Issues de l'entourage familial et domestique des souverains et des grands seigneurs féodaux, les cours princières sont des formations sociales typiques du bas Moyen Age et de l'Ancien Régime. A la fois microcosme social et modèle idéal de l'ensemble de la société dont elles constituent le sommet, elles ont joué un rôle capital dans la formation de l'Etat moderne. Norbert Elias a mis en évidence plusieurs de leurs caractéristiques: différenciation sociale très poussée à l'intérieur d'un milieu restreint, absence de distinction formelle entre vie publique et vie privée, laboratoires de modèles de comportements sociaux, moraux et culturels destinés à se diffuser dans le reste de la société. Agrégation de communautés campagnardes et de patriciats urbains, la Suisse n'est à priori que peu concernée par le phénomène et l'historiographie traditionnelle a négligé les cours, malgré l'abondance de certaines sources comptables. Elles ont cependant joué un rôle important, notamment en favorisant l'insertion de l'aristocratie suisse dans des ensembles politiques et culturels plus larges (Principautés).
Dans le territoire de la Suisse actuelle, les cours laïques médiévales les plus importantes étaient celle des Habsbourg, qui résidaient de manière intermittente sur leurs terres patrimoniales d'Argovie (Königsfelden, Brugg, Zofingen, Baden) ou à Winterthour, celle des Savoie qui séjournaient régulièrement au XVe s. sur les bords du Léman, à Ripaille-Thonon (F), Morges ou Genève et celle, de moindre importance, des comtes de Neuchâtel. Souvent princes d'Empire et détenteurs de droits régaliens, évêques et abbés ont aussi développé une certaine vie de cour au XVe s., tels les évêques de Bâle ou l'évêque de Lausanne Aymon de Montfalcon.

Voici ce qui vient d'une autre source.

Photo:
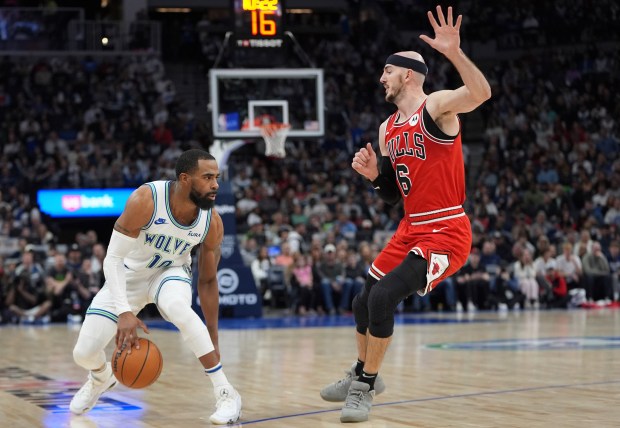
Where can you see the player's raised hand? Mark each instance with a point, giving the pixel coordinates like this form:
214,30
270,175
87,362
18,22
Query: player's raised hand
447,39
365,162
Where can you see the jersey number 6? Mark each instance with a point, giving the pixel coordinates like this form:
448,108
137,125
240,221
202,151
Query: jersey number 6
402,175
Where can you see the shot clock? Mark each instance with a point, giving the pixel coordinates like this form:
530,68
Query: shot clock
258,23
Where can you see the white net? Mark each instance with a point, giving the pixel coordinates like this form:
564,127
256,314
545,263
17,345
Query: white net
274,135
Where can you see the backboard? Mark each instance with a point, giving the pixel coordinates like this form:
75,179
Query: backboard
242,99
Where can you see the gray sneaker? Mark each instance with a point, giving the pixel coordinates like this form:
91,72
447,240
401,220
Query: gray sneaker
337,391
358,403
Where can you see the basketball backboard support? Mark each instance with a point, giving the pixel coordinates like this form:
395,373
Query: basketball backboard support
242,99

L'éviction des Habsbourg de la rive gauche du Rhin à partir du début du XVe s., l'effondrement de la puissance savoyarde au nord du Léman en 1536 et la non-résidence des possesseurs du comté de Neuchâtel ont provoqué la disparition des cours laïques à l'époque moderne. Par ailleurs, la sécularisation de bon nombre de temporels ecclésiastiques au XVIe s. entraîna l'effacement de la plupart des cours ecclésiastiques, à l'exception notable de celle des évêques de Bâle, fixée à Porrentruy, et de celle des abbés de Saint-Gall, qui persistèrent jusqu'à la fin de l'Ancien Régime.
Encore mal connues, ces cours présentent apparemment les mêmes caractéristiques qu'ailleurs en Europe. L'organisation des différents offices (paneterie, bouteillerie, écurie, cuisine, chambre, chapelle) se retrouve par exemple à la cour de Savoie au XVe s., qui comprend entre 250 et 300 personnes, payées selon une échelle de salaire variant au moins entre 1 et 12, et dont le statut est traduit par l'habillement, comme le prescrit l'ordonnance somptuaire publiée dans les Statuts de Savoie (1430). Pour autant qu'on les connaisse, les effectifs des autres cours sont beaucoup moins élevés. A la fin du XVe s., les évêques de Bâle disposaient d'un entourage de vingt à trente personnes, alors qu'au XVIIIe s. leur cour de Porrentruy en comptera environ quatre-vingts; ce n'est du reste qu'à cette époque tardive qu'y sera formulée la nécessité d'une distinction stricte entre finances de l'Etat et finances domestiques du prince, mettant ainsi fin à la confusion entre privé et public, typique de la vie de cour.